I'm placing this in the rescue forum because I do feel strongly about choosing a shelter or rescue cat, and because I figure experienced rescue people will be able to offer the best advice, insight, suggestions etc.
Assuming we are allowed to get ourselves another cat, I've been thinking almost full time about what kind of cat (personality) to go for and also how to recognise those personality traits when I see them. My history here is almost a problem. We had family cats all through my childhood, but that was a while agoAnd I wasn't the primary caregiver then so I didn't have the ultimate responsibility for their wellbeing. As an adult I've adopted one cat, and she turned out to be such a total keeper I've never really had to assess or negotiate 'consciously' choosing a cat. I tend to forget this and say grandly I've never met a cat I didn't like, but in fact it's not true. I have encountered a (very) few cats I truly disliked. And I've met quite a few I liked fine just because they were cats, but I didn't feel that I'd ever develop that heart-tugging affinity with them. Some very mellow, very easy going cats have even struck me as kind of [whisper] boring [/whisper].
I guess I just worry about ending up with one of those second types of cat. If I take someone, I don't think I could muster the gall to return them just because they weren't 'special' enough to climb right into my heart. I'd dump a guy for not being special enough, but not a catI'd keep them and take care of them (scritches and cuddles and all, along with the food and the vet care). But of course I want both me and my son to be in love.
So here are my worries, in no special order.
- I think we like shy cats. I'm introverted, my son's introverted; we just have a natural empathy for introverts who come with fur. I'd rather give the love and attention and home to someone who isn't assertive enough to swagger right out there and grab it all for themselves. I go for the ones who are a little unsure they really are special enough to be loved and then bloom slowly when they discover they are. And/or someone who's unsure how they'll be treated until they find out they can trust us. We're both very quiet, very 'gentle' people and my son's practically a cat whisperer, but still . . . . my worry with this is that I'll end up with someone who's too shy even to warm up with US, or too skittery ever to settle down. I don't want to adopt someone who never will be at ease with cuddles and scritches and make us all unhappy with attempts to change that. Or someone who will be so nervous we have to tiptoe around our own home. I do have that neurotic landlord to worry about. I just feel like we can't really afford another cat who resorts too easily to trauma-peeing when you vacuum too many times in one week. Is there a set of behaviour hints I can look for to find the line here?
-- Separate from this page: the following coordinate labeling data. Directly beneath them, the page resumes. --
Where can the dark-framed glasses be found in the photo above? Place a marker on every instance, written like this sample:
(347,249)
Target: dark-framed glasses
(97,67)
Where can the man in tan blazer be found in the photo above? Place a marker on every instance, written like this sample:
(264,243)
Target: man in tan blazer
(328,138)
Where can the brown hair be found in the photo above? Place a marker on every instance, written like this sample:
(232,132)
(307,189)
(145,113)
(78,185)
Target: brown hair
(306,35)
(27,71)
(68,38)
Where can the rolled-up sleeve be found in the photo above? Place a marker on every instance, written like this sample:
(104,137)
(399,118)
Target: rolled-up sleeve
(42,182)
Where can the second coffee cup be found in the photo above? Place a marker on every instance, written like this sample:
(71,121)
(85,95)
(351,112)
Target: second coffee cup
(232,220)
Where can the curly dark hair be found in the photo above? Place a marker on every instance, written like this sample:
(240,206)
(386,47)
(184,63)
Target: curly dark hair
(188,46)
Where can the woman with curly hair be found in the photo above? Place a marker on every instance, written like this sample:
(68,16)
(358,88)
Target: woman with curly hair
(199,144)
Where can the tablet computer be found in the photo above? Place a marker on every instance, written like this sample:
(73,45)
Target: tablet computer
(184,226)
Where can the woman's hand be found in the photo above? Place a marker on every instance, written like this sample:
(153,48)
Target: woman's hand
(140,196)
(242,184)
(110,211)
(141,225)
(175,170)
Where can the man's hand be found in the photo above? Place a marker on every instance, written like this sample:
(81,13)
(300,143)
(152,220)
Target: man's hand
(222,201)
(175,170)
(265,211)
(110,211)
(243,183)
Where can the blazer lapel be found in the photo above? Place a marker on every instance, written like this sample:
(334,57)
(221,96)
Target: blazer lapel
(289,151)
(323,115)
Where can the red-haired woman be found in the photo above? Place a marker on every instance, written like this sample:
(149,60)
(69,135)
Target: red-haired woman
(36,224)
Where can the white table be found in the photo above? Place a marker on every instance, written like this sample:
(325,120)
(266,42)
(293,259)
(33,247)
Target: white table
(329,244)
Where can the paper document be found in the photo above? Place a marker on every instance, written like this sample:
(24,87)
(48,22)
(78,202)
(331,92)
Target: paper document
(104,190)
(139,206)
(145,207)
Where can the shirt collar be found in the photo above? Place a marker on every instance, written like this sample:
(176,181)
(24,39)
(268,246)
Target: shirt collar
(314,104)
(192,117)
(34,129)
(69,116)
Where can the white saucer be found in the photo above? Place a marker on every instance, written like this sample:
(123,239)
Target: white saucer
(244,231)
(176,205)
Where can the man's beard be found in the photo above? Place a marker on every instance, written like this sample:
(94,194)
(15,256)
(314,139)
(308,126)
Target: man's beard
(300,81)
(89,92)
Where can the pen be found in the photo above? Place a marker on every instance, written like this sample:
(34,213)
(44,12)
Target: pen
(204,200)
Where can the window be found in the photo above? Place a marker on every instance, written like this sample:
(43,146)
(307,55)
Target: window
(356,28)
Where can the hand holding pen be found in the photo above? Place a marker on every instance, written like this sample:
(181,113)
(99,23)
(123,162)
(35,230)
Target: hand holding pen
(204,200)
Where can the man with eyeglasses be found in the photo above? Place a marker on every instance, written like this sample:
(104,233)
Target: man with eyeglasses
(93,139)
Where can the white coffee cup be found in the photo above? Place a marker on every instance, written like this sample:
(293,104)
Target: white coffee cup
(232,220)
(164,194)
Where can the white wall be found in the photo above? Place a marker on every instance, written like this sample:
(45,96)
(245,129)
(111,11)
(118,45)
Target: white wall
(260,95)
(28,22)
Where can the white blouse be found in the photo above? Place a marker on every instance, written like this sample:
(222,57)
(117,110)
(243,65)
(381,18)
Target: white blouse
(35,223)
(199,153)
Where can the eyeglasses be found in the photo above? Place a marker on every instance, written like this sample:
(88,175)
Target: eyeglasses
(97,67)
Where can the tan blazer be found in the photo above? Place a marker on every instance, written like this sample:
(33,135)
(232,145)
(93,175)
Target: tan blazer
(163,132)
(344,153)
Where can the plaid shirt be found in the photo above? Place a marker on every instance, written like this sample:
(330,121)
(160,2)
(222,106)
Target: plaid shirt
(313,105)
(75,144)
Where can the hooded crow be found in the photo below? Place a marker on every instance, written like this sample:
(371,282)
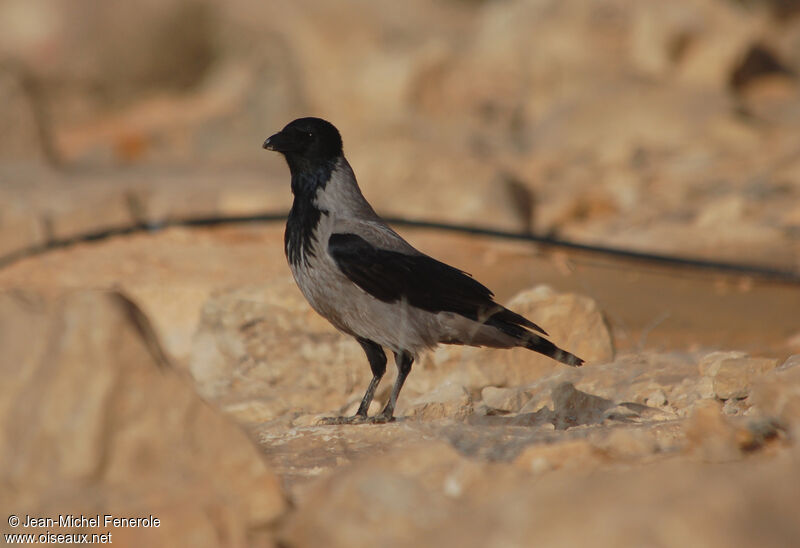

- I think I want a cat who's had a hard time up till now - either stray, or abandoned/given up by earlier families. I just kind of 'feel' it as a fairness thing. I also feel better with someone who's got some 'outside' smarts. Not that I'd sling the cat outside and close all the doors if it wanted to stay inside all its life, but we live at ground level, and windows and doors MUST be opened. So anyone we get will have access to the great outdoors, and I'd rather it knew what the great outdoors is. But at the same time I feel like we need a cat who WILL bond with us once we take it. If I had one of those walkabout cats who vanish for days or weeks at a time I think I'd fret myself down to the bone. Again, things to look for?
- Finally, we are unreasonable. Cat-having for us is an interactive thing. We definitely need to trade cuddles and scritches and head-bumps, and spend a certain amount of our lives with a cat on our laps. (I also have an unfulfilled yen for one of those cats who follow you around and natter at you about their whole day. Limpet was lovely and very interactive with us, but she was just like my son: silent when happy and only remembered she had a voice when she had rights to read us. The 'but' on this one is I don't think I can deal with one of those velcro cats who never leave you alone. I worry about getting a cat whose needs are greater than what I can meet. It's such a cycle - the more you resist the more they need, so the more you resist etc etc. Are there ways of predicting a cat who will be actively happy person-time but also intends to have its own life?
My problem is basically that I'm spoiled rotten and maybe don't deserve a new cat at all. We had a Formative Cat who was stuffed to the eyeballs with personality but also happened to be almost insanely sweet. Now I'm just plain spoiled. No other cat will be Limpet and I truly know that. I want all the personality all over again, but I don't want that to mislead me into adopting someone who would be better off with someone more experienced, more patient, with more spare time to give . . . When I read that over it does sound like I'm being unreasonable.
Thoughts? Experiences, anecdotes, insights? Advice?